ITUM also finds it unfortunate that Cap-Ex Ventures' disrespectful attitude reflects negatively on other mining companies that are hoping to develop the mineral potential of Quebec and Labrador in a manner that respects the environment, local populations and first nations values. "Other mining companies as well as investors must be made aware of Cap-Ex Ventures' attitude. We must all keep our eyes and ears open, and remain vigilant to ensure that this way of doing things does not become the norm," added Mr. Gregoire.

Cap-Ex did release today the completion of 3000 meters of drilling on their Block 103 and results are pending. I have opted to set an exit on Cap-Ex at $0.65/share with an open order. I believe Cap-Ex could trade back up on results of the recent drill program. Going forward Cap-Ex has resolve the issues with the Innu and the market needs to digest the $0.35/share and $0.45/share private placement.

Tuesday, August 16, 2011

Reinforcing the case for Gold and Silver as a store of wealth

I usually reserve this blog for the discussion of the stocks that I buy and for the reasons behind the purchases. I also like to explain the life cycle and pitfalls of investing in junior speculative stocks for those that are new to investing. Lately I have changed my strategy to buy juniors with assets/money/production/near production. As well as owning physical metals also.

Let me explain why the change in strategy.

Starting with the austerity problems in Europe and the deadlock over the US Congress to raise their debt ceiling and the subsequent 11th hour deal to get the deal done I have become worried about the markets.

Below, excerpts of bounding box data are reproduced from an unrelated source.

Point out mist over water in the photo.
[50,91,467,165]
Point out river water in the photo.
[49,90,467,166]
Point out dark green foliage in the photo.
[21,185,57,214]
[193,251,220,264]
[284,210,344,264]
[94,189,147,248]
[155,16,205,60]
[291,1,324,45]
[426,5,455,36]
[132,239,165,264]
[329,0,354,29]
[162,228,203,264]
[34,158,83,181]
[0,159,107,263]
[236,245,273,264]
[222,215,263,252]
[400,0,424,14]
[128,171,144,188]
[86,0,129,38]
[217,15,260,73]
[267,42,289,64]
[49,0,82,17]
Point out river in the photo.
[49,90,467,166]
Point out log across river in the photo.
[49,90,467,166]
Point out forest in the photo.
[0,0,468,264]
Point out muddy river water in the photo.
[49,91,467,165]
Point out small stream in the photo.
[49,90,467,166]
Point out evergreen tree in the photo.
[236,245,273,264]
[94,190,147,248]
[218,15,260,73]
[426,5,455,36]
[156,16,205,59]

The system in the United States is broken and sure, raising the debt ceiling by $2 trillion dollars helps today but wait 2 more years!

It has become obvious that there is no political will to make the tough structural changes to the tax code in the United States and no political will to trim government spending.

The result of the European and United States problems is the continuous printing of fiat currencies to try and stimulate the economy. Gold has surged to all time highs of $1800/ounce making it the debutant at the ball. Silver on the other hand is the ugly one in the corner. Why is that? well silver wears two hats, one industrial and one as wealth storage. It trades up with wealth storage then gets hit on fears of economic slow down.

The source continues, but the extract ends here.